Assessments range from a return to normality with little long-term impact (they are a rarity) to a radical rearrangement of public policies and lifestyles that will make of the pandemic a ‘before-and-after’ moment in contemporary history (they are the majority). All of them, however, raise questions that no one is currently able to answer. The most that can therefore be offered at this time is a broad overview of how worldwide responses to the coronavirus pandemic may affect the business model of universities, and the structure of work.
The end of higher education as we know it?
Countless universities and colleges across the world have scrambled to transfer on line the remainder of their in-person spring semester courses in just a few days, as the vast majority of international students were rushing back home to face, in most cases, self-imposed or enforced quarantine. By many accounts, this switch has undermined the quality of learning outcomes, and perhaps of content delivery as well – with administrations broadly instructing teachers to trim down course material, reduce performance expectations and soften requirements so that virtually all students may receive passing grades. Voices are already warning that this is putting vulnerable students (those with learning and/or financial difficulties, limited internet and/or computer access, etc.) at an even greater disadvantage.
Many proponents of online education insist that this massive transfer to remote learning, undertaken within days and in the direst of circumstances, is in no way indicative of what a broader move to online education – a growing share of which has been under way for the past decade – would look like.
Be that as it may, the question is raised of whether, once the pandemic subsides, most university administrators will be willing to return to the same proportion of face-to-face teaching they offered before the crisis, given some of the benefits provided by the online model, such as a reduction in overhead costs or the potential to draw in larger enrollments by maintaining a more substantial online curriculum. As a result, after years of slow transition, mass transfer to remote learning may happen almost all at once before the opportunity for an in-depth and wide-ranging debate about the comparative merits of each model even has a chance to emerge.
The short- to medium-term financial impact of the pandemic is of course the other major question raised about the post-coronavirus fate of universities.
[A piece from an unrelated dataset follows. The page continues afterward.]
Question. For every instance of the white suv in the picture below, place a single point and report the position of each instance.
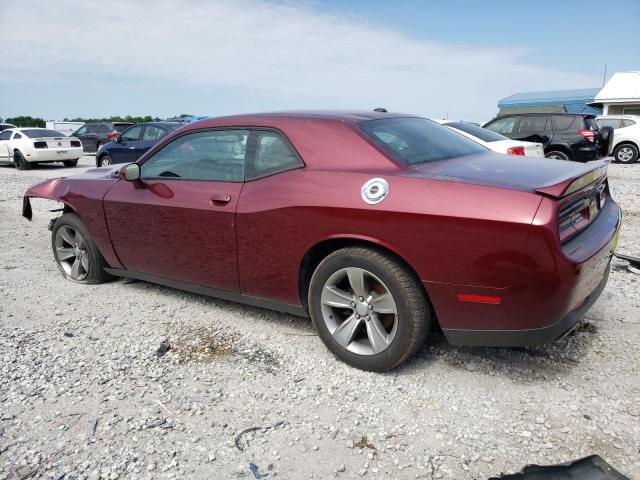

A global recession may cause dwindling local and international enrollments, the latter compounded by lingering fears of traveling and living abroad for an extended period of time in the wake of the pandemic among students and families. A prolonged recession may also produce a significant drop in endowments from the private sector and in public subsidies to higher education. The downgrading in mid-March by Moody’s Investors Service of its outlook for the higher-education sector from “stable” to “negative” (citing “unprecedented enrollment uncertainty, risks to multiple revenue streams, and potential material erosion in balance sheets”) may be a harbinger of things to come. While the sustainability of the business model of many universities, and of residential colleges in particular, has been challenged for years from within and without the higher education community, some analysts now predict, in the short- to medium-term, the inevitable closure of those smaller institutions whose financial situation was already precarious before the spread of Covid-19, and some futurists raise the question of whether, in the longer term, universities will be altogether replaced by on-demand online education.
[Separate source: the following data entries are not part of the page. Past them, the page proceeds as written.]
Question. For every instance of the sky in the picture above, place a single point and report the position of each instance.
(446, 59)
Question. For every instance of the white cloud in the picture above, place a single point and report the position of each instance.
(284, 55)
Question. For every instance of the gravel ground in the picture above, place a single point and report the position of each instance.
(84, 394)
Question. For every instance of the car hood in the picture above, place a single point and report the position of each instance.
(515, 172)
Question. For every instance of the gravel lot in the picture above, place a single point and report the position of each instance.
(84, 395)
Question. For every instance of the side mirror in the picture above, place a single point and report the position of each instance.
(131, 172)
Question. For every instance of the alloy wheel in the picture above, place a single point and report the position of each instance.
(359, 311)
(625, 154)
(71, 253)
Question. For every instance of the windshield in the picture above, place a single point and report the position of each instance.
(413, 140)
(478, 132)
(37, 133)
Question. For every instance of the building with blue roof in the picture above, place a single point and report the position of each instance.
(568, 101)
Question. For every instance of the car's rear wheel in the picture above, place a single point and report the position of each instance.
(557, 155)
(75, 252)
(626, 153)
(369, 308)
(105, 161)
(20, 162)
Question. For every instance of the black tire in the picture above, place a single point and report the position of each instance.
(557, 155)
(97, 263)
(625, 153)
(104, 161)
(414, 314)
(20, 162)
Will ‘remote’ be the new workplace?
A similar movement may occur in sectors of occupation that do not require the constant presence of workers on company premises. Even for businesses hitherto reluctant to rely at least partly on telecommuting, the experience of many millions of employees currently working from home under quarantine or lockdown across the world may turn out to be a watershed. Many companies may come, as soon as ‘the day after,’ to rethink their needs for expensive urban office space, while the massive gains in reduced carbon emissions and subsidies to public transportation yielded by drastic reductions in daily commutes may prompt governments and civil societies to advocate a momentous expansion of homeworking. Companies may also drastically reassess the merits of budgeting for expenses incurred by business travel, work meetings abroad and international professional events, as the globalized economy – now regarded as a major cause for the spread of the pandemic – begins to fragment.
More significantly yet, Covid-19 may challenge the growth of the gig economy, as it lays bare, amidst fears of recurring pandemics, the dire lack of social protection and health care coverage of independent service workers who have no option to work at home or to stop working even for a few days, thereby increasing the risks of spreading future viruses.